Orange lips. A black face. A secret kept in the high canopy of the Democratic Republic of the Congo for far too long.
Scientists have confirmed what locals already knew in whispers. A monkey lives there, distinct and genetically unique. It wasn’t until now, though, that it became official.
The primate is hiding. Literally. Tucked away in the dense, tangled roofs of Lomami National Park’s central-east forests, it avoids the eye of man. Conservationists first glimpsed this strange creature in 2008 but managed only a blurry snapshot. A ghost in the lens.
Ten years passed. Silence, then another sighting. An international team went to ground. They found it. And they proved it’s a new species.
Think about that. Five hundred and fifty years. Only five African monkey species have joined the roster of science since 1950.
“Discovering” a species doesn’t mean the world was blind. It means science finally caught up to evolution.
Junior Amboko led the hunt.
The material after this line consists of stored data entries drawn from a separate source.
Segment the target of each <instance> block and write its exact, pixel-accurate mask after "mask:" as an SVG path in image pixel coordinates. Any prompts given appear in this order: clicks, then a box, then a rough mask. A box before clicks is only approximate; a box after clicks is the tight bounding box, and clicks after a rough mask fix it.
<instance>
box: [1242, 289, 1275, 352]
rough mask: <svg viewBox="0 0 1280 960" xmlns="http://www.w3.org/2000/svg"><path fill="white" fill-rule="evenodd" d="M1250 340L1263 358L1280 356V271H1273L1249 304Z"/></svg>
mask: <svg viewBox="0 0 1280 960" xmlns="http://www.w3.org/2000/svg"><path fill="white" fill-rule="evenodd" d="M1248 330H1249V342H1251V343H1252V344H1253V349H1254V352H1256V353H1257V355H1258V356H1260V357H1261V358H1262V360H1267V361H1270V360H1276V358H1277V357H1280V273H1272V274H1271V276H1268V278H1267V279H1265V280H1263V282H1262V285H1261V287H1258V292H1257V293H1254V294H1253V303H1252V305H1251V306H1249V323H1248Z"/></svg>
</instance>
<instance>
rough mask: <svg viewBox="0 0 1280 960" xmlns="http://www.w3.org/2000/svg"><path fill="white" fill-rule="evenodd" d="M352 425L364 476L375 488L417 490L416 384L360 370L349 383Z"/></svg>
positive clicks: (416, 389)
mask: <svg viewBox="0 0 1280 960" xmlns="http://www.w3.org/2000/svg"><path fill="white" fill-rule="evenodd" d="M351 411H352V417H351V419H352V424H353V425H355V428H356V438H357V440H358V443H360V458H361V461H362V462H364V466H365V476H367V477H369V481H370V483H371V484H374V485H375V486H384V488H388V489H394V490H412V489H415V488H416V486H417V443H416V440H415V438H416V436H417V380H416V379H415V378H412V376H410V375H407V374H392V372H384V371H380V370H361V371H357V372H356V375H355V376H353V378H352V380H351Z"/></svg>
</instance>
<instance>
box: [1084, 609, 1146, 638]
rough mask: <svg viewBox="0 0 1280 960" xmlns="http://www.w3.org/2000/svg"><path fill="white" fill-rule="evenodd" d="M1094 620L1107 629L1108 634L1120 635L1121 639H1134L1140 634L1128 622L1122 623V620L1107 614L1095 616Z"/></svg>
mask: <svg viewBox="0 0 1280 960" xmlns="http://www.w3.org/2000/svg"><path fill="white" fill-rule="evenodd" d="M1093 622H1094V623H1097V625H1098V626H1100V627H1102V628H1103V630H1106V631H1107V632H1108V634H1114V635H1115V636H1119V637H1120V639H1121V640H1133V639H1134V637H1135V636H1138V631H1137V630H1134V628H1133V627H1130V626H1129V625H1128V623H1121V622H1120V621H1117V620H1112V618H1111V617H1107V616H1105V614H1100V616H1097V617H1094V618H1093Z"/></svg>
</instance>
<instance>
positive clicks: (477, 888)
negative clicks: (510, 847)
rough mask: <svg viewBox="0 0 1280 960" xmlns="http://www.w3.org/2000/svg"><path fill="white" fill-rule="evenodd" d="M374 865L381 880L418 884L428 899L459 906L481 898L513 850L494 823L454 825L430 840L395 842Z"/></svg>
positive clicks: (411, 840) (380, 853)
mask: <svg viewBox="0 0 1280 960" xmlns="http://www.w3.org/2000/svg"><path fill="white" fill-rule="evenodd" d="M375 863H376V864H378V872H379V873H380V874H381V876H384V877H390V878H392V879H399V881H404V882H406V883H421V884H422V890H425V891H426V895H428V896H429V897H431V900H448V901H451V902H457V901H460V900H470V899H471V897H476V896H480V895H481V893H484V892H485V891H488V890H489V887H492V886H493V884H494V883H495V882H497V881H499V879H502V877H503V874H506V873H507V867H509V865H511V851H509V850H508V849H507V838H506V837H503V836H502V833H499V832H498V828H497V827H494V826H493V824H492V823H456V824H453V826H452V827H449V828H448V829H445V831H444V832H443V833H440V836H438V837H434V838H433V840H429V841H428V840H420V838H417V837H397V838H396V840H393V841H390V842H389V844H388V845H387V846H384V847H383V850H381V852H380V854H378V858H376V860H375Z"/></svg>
A PhD student from Florida Atlantic University who didn’t just look. He listened. Audio recordings, photography, genetic sequencing. The toolkit of modern zoology, deployed in thick tropical humidity.
He called it an amazing feeling to stare into the face of something so few knew existed.
But the monkeys are shy. Arrogantly so. They stay up high. Amboko visited fifty-two villages. Fifty-two. And people in only eight claimed to have ever seen a Likweli, the local name. The other forty-four villages had no idea they lived in the same forest as it.
The team named it Colobus congoensis. A nod to the natural chaos of its home. It joins the colobus clan, a group Prof Kate Detwiler points out has a rather distinct biological quirk.
They lack thumbs.
How do they hang on? Well. That’s just how they survive. We mapped the DNA, named the orange-lipped stranger, and published it in PLoS One.
Now the secret is out. But the monkey remains hidden.